Muhtemeldir ki mikrofondan ya da bir kayıttan kendi sesinizi dinlediğiniz zaman "Benim sesim böyle mi duyuluyor?" diye tepki göstermişsinizdir. Ve büyük ihtimalle de kendi ses kaydınızı dinlediğiniz zaman hoşunuza gitmemiştir. Size bir iyi bir kötü haberimiz var. Kötü haber, kayıtlarda dinlediğiniz ses ne yazık ki gerçek sesiniz. Sizin dışınızda herkes sesinizi böyle algılıyor. İyi haber ise diğer insanlar sizin gibi sesinizi garipseyip, olumsuz algılamıyor. Peki, neden kendi sesimizden nefret ediyoruz? Bu soruya cevap bulmak için önce sesleri nasıl algıladığımızı anlamamız lazım.

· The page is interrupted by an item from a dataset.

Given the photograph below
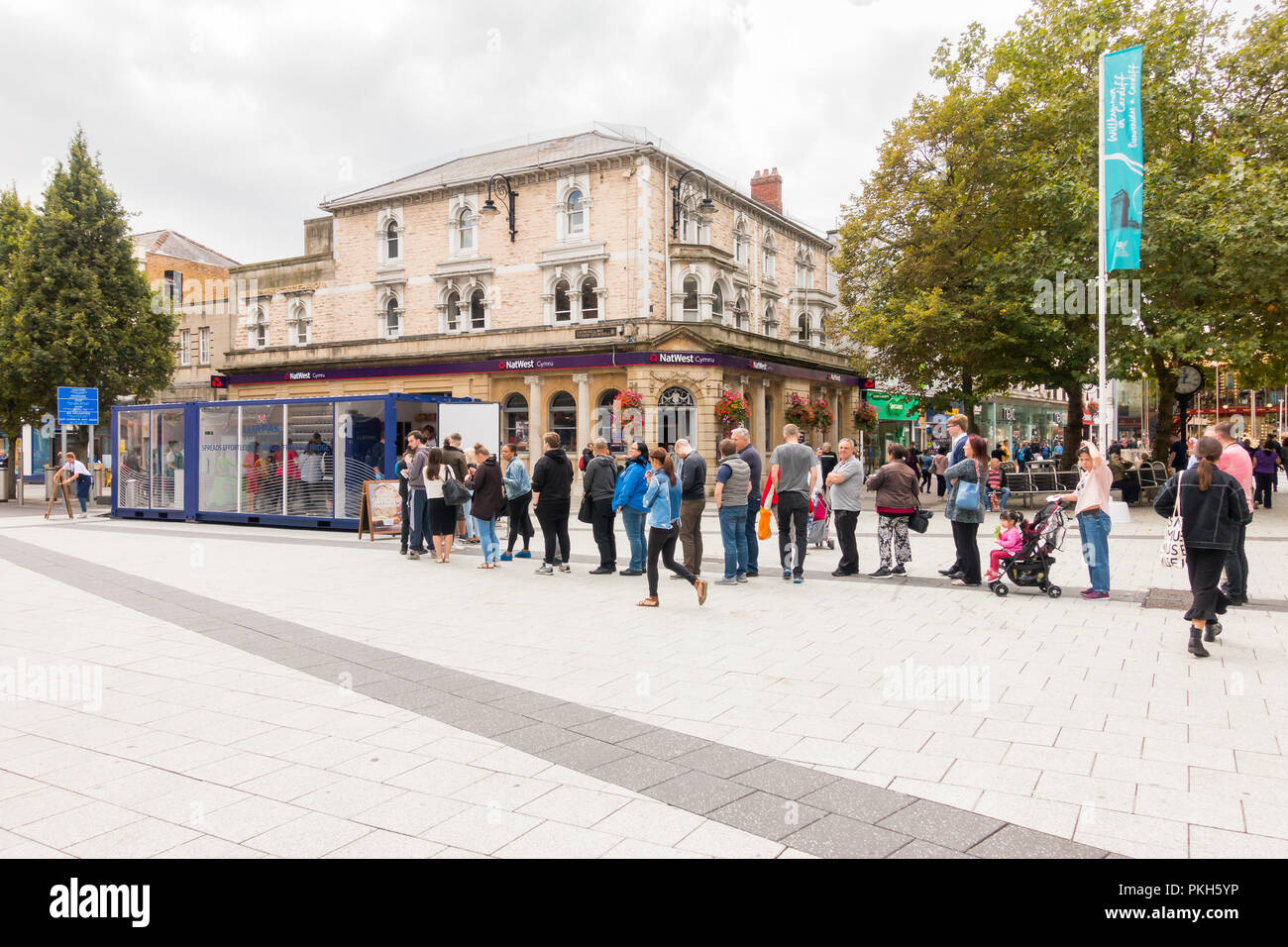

Ses, gaz, sıvı ya da katı cisimler üstünde yayılan titreşimlerdir. Biz normalde havada yayılan titreşimleri kulağımızın algılaması sayesinde sesleri duyarız. Bu titreşimler önce orta kulaktaki üç kemiğe ve daha sonra da bu titreşimleri sinir sinyallerine dönüştüren salyangoz şeklindeki bir organ olan kokleaya gönderilir.
SES KAYITLARI DOĞRU SÖYLÜYOR
Koklea, ses enerjisini, elektrik enerjisine dönüştürerek sesle ilgili bilgiyi beynimize iletir. Duyduğumuz bütün dış sesler, havada yayılan ses dalgaları aracılığıyla önce kulak kanallarımıza, sonra iç kulağımıza ve oradan da kokleamıza ulaşır. Ses kaydımızı dinlediğimiz zaman duyduğumuz ses işte böyle hava yolu ile kulağımıza ulaşan titreşimlerdir. Biz konuştuğumuz zaman bütün insanların duyduğu ses de böyledir. Ancak konuştuğumuz zaman duyduğumuz ses için durum biraz daha farklıdır.
Konuştuğumuzda duyduğumuz kendi sesimiz, birçok dış sesle aynı şekilde algılanır. Fakat konuşma sırasında kendi sesimizi duyarken, aynı zamanda çene kemiğimizin ve kafatasımızın içinden geçen titreşimleri de alıyoruz. Yani ses tellerinden gelen ses, iki farklı ortamdan kulağımıza ulaşır. Çene kemiğimiz ve kafatasından ulaşan ses daha zengin ve düşük perdelidir. Bu yüzden kendi sesimiz bize dışarıdan duyduğumuz kayda göre daha zengin ve düşük perdeli gibi gelir.
BEĞENMEMEK PSİKOLOJİK
Peki, neden daha yüksek perdeli olan kendi sesimizden nefret ediyoruz? Bu sorunun cevabı alışkanlıklar. Her gün defalarca duyduğumuz kendi sesimizi bildiğimizi zannediyoruz. Kendi sesimizi bildiğimizden farklı bir şekilde duyduğumuzda bu bizi rahatsız eder.
Aslında bu sadece sesimize özgü bir şey değildir. Kendi görüntüsünü bildiğini zanneden biri 6 ay boyunca aynaya bakmayıp, süreç sonucunda baktığında gördüğü görüntüyü tuhaf bulacaktır. Ya da vücudunda ben ya da benzeri izlerden dolayı asimetri olanlar kendi fotoğraflarına baktıkları zaman gördükleri şeyleri tuhaf bulurlar. Çünkü aynada gördükleri görüntülerine alışan bu kişiler, aynada gördükleri görüntüyü kendi görüntüleri sanmaktadırlar. Oysa bu doğru değildir, ayna sağ tarafla sol tarafımızın yerini değiştirir. Gerçek görüntümüz çekilen fotoğraflardaki görüntümüzdür.
Bu görüntü de bize tuhaf gelir. Nitekim TV programı yapanlar, radyocular kendi ses kayıtlarını sık sık dinledikleri için bir süre sonra gerçek seslerine alışırlar. Bunun sonucunda artık kendi seslerinden rahatsız olmamaya başlarlar. Çevremizdeki insanlar da benzer şekilde devamlı olarak sesimizi aynı şekilde duydukları için onu tuhaf bulmazlar. Dolayısıyla sesimizi beğenmemiz psikolojiktir ve sadece bize özgüdür. Kendi sesimizden rahatsız olmamız için hiçbir gerekçe yoktur.